Tragedy struck a small IT company in Dorking yesterday after one of its office workers brave efforts to tame a particularly brutal build-up of rectal gas failed, when the unfortunate employee popped.
The worker – who, in the interest of preserving a shred of his family’s dignity, cannot be named – was in his late 30’s and had spent the previous evening partaking in a grotesque curry eating challenge at a local Indian restaurant.
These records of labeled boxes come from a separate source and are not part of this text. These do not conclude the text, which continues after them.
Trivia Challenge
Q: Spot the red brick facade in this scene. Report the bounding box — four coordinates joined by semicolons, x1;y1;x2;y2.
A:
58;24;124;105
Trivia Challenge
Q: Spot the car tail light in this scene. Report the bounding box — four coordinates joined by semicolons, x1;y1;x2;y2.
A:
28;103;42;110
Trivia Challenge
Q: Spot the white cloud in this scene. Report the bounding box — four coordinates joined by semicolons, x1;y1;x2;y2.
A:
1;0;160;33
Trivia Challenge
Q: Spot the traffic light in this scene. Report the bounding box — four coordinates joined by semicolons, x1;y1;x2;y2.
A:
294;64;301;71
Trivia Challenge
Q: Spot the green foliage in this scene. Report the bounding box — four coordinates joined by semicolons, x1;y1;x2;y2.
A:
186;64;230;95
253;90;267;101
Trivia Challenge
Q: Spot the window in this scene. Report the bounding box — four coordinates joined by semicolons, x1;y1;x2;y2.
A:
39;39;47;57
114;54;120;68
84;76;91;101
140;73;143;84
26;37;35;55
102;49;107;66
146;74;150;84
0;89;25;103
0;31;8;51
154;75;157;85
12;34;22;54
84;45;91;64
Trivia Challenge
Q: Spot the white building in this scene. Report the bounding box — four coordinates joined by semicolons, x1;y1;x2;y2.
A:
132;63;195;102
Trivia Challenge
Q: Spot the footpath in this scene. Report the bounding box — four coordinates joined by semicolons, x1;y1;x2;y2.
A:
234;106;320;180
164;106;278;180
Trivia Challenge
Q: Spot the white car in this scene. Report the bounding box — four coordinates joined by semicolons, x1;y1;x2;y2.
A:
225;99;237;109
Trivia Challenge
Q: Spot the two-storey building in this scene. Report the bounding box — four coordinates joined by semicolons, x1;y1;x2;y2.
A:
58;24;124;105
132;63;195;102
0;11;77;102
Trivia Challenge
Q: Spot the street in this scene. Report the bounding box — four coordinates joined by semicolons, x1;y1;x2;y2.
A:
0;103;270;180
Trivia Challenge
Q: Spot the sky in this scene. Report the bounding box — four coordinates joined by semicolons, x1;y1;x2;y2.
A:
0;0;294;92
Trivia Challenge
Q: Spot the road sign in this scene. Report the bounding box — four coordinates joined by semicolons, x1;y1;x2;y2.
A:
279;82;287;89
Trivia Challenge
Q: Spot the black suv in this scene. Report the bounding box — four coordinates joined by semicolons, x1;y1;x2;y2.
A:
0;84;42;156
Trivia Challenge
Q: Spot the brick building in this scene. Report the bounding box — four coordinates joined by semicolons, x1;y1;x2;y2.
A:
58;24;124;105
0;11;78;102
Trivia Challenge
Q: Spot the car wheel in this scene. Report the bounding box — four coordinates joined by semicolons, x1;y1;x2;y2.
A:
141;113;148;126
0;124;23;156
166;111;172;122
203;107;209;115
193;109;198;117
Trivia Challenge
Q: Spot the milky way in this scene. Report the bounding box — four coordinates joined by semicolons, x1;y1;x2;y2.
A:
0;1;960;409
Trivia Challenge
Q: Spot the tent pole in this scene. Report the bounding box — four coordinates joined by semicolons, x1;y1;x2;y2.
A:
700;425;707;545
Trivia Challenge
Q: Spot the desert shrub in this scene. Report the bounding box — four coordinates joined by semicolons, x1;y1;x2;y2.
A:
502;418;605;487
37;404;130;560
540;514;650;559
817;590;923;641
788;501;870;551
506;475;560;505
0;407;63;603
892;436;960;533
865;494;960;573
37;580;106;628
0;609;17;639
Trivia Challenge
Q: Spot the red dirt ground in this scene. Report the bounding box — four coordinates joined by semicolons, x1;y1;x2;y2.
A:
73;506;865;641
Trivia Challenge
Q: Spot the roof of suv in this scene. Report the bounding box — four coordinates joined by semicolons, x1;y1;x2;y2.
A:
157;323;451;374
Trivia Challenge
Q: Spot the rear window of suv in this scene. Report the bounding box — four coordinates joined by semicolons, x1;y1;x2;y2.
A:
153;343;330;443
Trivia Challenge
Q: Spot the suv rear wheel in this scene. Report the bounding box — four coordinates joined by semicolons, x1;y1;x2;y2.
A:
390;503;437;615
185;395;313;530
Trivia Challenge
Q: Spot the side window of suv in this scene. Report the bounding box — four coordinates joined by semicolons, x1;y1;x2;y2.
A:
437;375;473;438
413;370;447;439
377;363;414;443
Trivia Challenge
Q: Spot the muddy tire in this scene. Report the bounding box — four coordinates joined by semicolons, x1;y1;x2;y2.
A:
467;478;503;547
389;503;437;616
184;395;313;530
‘I was with him’, admitted the popped man’s colleague, Steve Whitby.
‘It started as just a quick beer after work – but six pints of Cobra later, we found ourselves taking on some sales bastards from Guildford in a ‘Who can eat the three hottest dishes on the menu the fastest’ competition.’
‘Which we did win, by the way. Every cloud and all that.’
After dragging himself into work, the hungover, curry-ravaged employee had no time to visit the office toilet to relieve his overindulgence-related symptoms after being collared for his department’s monthly meeting first thing.
‘Poor bloke’, continued a clearly traumatised Whitby.
‘He just sat there getting redder and redder, holding his stomach… and then – BANG! – poo, beer, blood, bone and naan bread everywhere.’
‘He always did say he’d love to shit all over management for a change.’
‘I was lucky – it could have been me. But I squeezed out a huge dump that a Shire horse’d be proud of just before the meeting started.’